Des développeurs, redoutant de se voir imposer les outils de Microsoft ou des changements de tarifs, ont vite évoqué l’idée de rejoindre la concurrence. GitLab, un rival de GitHub, a fait savoir que l’activité sur sa plateforme avait décuplé au cours du week-end, soit juste après les premières rumeurs de vente.
«Ceux qui rejettent cette prise de pouvoir se répartissent en trois camps», explique au Temps Sam Newman, consultant spécialiste du cloud. «Ceux qui ne pardonnent pas à Microsoft ses comportements passés. Ceux qui s’inquiètent de voir GitHub péricliter tel Skype, un exemple d’acquisition mal gérée. Et ceux qui s’alarment de la centralisation grimpante des plateformes et des données technologiques aux mains d’un petit groupe d’entreprises», dit-il. «Personnellement, même si le passé me rend méfiant, je suis enclin à leur laisser le bénéfice du doute. Il y a des gens formidables qui y travaillent et ils ont fait de grandes choses récemment».
L’influence de Satya Nadella
Car Microsoft a changé. Maintenant que l’entreprise dépend moins de Windows, l’open source lui fait moins peur. Satya Nadella, arrivé en 2014, incarne ce changement. Sa rencontre avec les dirigeants de GitHub a été, semble-t-il, décisive. Il a mis en avant l’indépendance maintenue de LinkedIn (acquis pour 26 milliards de dollars en 2016) ou de Mojang (éditeur du jeu Minecraft).
«Les dévoloppeurs au centre de l’économie numérique»
«Les développeurs seront demandés partout.

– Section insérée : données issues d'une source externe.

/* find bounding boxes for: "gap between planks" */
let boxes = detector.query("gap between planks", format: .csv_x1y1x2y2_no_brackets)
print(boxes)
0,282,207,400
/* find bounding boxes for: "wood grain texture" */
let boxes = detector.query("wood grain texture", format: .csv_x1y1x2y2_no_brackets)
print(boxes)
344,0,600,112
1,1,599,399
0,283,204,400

Ils seront au centre de l’économique numérique», a voulu rassurer Nadella sur la chaîne CNBC. «Et Microsoft a un héritage. Nous étions d’abord une entreprise mettant à disposition des outils pour les développeurs», a-t-il ajouté.

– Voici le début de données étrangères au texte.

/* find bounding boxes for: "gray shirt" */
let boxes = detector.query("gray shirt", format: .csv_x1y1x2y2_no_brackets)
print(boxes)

GitHub privilégiait le rachat à une entrée en bourse, d’où la satisfaction de son cofondateur de 33 ans, Chris Wanstrath. «L’accent mis par Microsoft sur les développeurs s’aligne parfaitement avec notre philosophie. Leur échelle, leurs outils et le cloud joueront un grand rôle pour donner plus de valeur encore à GitHub», s’est réjoui le désormais ex-dirigeant, qui recevra au passage 1,5 milliard de dollars selon le magazine américain Forbes.
Autre grand gagnant de l’opération, la firme de capital-risque Andreessen Horowitz qui récupérerait 1 milliard de dollars après avoir investi 100 millions dans la start-up en 2012.